Further analysis using 'smarter' word clouds

The final thing we will do is to generate word clouds to see which words are indicative of each sentiment. The code below is from this notebook, which contains a more detailed explanation of the methodology used to generate 'smarter' word clouds. Please go and upvote the original notebook if you find this part useful!

!pip install -q wordninja
!pip install -q pyspellchecker
from wordcloud import WordCloud, ImageColorGenerator
import wordninja
from spellchecker import SpellChecker
from collections import Counter
import matplotlib.pyplot as plt
import re
import math
import random
import nltk
nltk.download('wordnet')
nltk.download('stopwords')
from nltk.stem import WordNetLemmatizer
from nltk.corpus import stopwords 
stop_words = set(stopwords.words('english'))  
stop_words.add("amp")
[nltk_data] Downloading package wordnet to /root/nltk_data...
[nltk_data]   Package wordnet is already up-to-date!
[nltk_data] Downloading package stopwords to /root/nltk_data...
[nltk_data]   Package stopwords is already up-to-date!

# FUNCTIONS REQUIRED
def flatten_list(l):
    return [x for y in l for x in y]

def is_acceptable(word: str):
    return word not in stop_words and len(word) > 2

# Color coding our wordclouds 
def red_color_func(word, font_size, position, orientation, random_state=None,**kwargs):
    return f"hsl(0, 100%, {random.randint(25, 75)}%)" 

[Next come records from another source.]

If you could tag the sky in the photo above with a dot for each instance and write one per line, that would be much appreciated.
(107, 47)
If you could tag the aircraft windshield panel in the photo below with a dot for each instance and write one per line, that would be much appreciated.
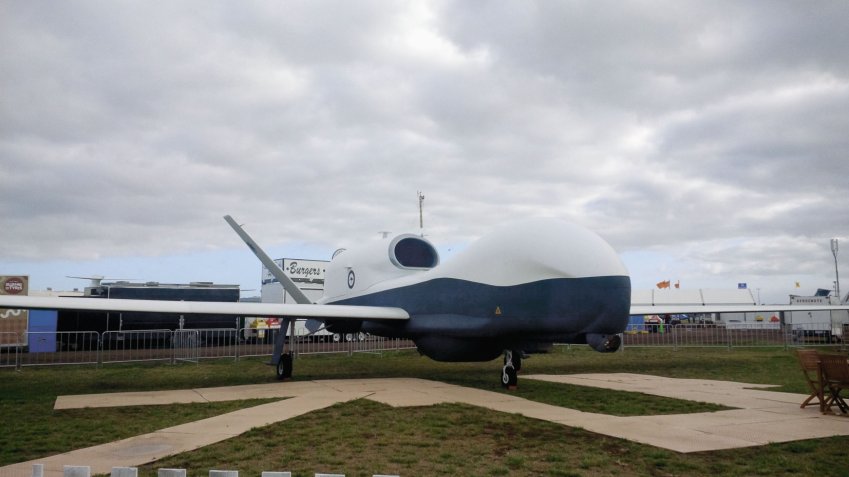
(412, 252)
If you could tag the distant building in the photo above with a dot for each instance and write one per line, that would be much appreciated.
(70, 320)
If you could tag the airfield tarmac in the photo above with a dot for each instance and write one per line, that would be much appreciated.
(761, 416)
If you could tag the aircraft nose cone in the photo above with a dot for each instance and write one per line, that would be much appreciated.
(534, 250)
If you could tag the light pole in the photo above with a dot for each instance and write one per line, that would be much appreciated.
(421, 218)
(836, 274)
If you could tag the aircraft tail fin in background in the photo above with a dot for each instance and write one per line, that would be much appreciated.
(272, 267)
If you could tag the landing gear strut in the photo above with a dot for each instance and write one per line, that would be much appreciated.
(280, 358)
(510, 371)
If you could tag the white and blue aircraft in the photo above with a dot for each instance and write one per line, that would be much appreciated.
(516, 291)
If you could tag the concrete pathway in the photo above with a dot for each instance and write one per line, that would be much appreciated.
(763, 416)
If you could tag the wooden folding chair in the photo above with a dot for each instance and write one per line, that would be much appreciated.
(834, 369)
(809, 361)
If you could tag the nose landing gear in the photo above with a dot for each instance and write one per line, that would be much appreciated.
(510, 371)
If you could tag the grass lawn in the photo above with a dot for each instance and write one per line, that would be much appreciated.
(365, 438)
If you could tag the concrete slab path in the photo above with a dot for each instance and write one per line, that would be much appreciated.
(762, 416)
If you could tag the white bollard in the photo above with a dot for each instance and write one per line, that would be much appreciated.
(125, 472)
(171, 473)
(76, 471)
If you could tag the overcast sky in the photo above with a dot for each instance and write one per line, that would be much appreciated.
(708, 142)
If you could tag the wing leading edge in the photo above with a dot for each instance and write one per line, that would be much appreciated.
(336, 312)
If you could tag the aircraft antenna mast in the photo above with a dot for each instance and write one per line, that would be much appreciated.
(836, 274)
(421, 216)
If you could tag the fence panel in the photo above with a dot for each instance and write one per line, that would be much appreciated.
(819, 334)
(60, 347)
(217, 343)
(253, 342)
(137, 345)
(731, 335)
(185, 345)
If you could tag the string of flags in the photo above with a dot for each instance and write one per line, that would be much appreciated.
(667, 284)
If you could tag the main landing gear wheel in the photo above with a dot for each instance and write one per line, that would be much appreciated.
(284, 366)
(510, 371)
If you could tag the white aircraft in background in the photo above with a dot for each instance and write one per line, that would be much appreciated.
(516, 291)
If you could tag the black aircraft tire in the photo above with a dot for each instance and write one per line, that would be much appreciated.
(284, 367)
(509, 378)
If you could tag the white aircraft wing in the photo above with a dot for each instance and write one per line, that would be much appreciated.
(336, 312)
(687, 309)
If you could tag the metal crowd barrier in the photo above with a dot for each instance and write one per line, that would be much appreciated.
(60, 347)
(193, 345)
(187, 345)
(136, 345)
(730, 335)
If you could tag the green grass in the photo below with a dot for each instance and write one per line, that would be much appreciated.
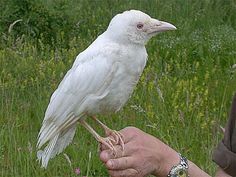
(183, 96)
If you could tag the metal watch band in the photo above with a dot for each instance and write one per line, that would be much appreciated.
(181, 169)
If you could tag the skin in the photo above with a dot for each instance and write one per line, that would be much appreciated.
(144, 155)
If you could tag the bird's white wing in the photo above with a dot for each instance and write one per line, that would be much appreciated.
(82, 80)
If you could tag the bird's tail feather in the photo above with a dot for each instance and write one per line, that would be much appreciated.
(56, 145)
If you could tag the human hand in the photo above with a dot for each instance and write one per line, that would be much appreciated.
(143, 155)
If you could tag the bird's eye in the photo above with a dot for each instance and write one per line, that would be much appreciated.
(140, 26)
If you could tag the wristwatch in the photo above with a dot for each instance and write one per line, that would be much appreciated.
(181, 169)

def green_color_func(word, font_size, position, orientation, random_state=None,**kwargs):
    return f"hsl({random.randint(90, 150)}, 100%, 30%)" 

def yellow_color_func(word, font_size, position, orientation, random_state=None,**kwargs):
    return f"hsl(42, 100%, {random.randint(25, 50)}%)" 

# Reusable function to generate word clouds 
def generate_word_clouds(neg_doc, neu_doc, pos_doc):
    # Display the generated image:
    fig, axes = plt.subplots(1,3, figsize=(20,10))
    
    wordcloud_neg = WordCloud(max_font_size=50, max_words=100, background_color="white").generate(" ".join(neg_doc))
    axes[0].imshow(wordcloud_neg.recolor(color_func=red_color_func, random_state=3), interpolation='bilinear')
    axes[0].set_title("Negative Words")
    axes[0].axis("off")

    wordcloud_neu = WordCloud(max_font_size=50, max_words=100, background_color="white").generate(" ".join(neu_doc))
    axes[1].imshow(wordcloud_neu.recolor(color_func=yellow_color_func, random_state=3), interpolation='bilinear')
    axes[1].set_title("Neutral Words")
    axes[1].axis("off")

    wordcloud_pos = WordCloud(max_font_size=50, max_words=100, background_color="white").generate(" ".join(pos_doc))
    axes[2].imshow(wordcloud_pos.recolor(color_func=green_color_func, random_state=3), interpolation='bilinear')
    axes[2].set_title("Positive Words")
    axes[2].axis("off")

    plt.tight_layout()
    plt.show();

def get_top_percent_words(doc, percent):
    # Returns a list of "top-n" most frequent words in a list 
    top_n = int(percent * len(set(doc)))
    counter = Counter(doc).most_common(top_n)
    top_n_words = [x[0] for x in counter]
    
    return top_n_words
    
def clean_document(doc):
    spell = SpellChecker()
    lemmatizer = WordNetLemmatizer()
    
    # Lemmatize words (needed for calculating frequencies correctly )
    doc = [lemmatizer.lemmatize(x) for x in doc]
    
    # Get the top 10% of all words. This may include "misspelled" words 
    top_n_words = get_top_percent_words(doc, 0.1)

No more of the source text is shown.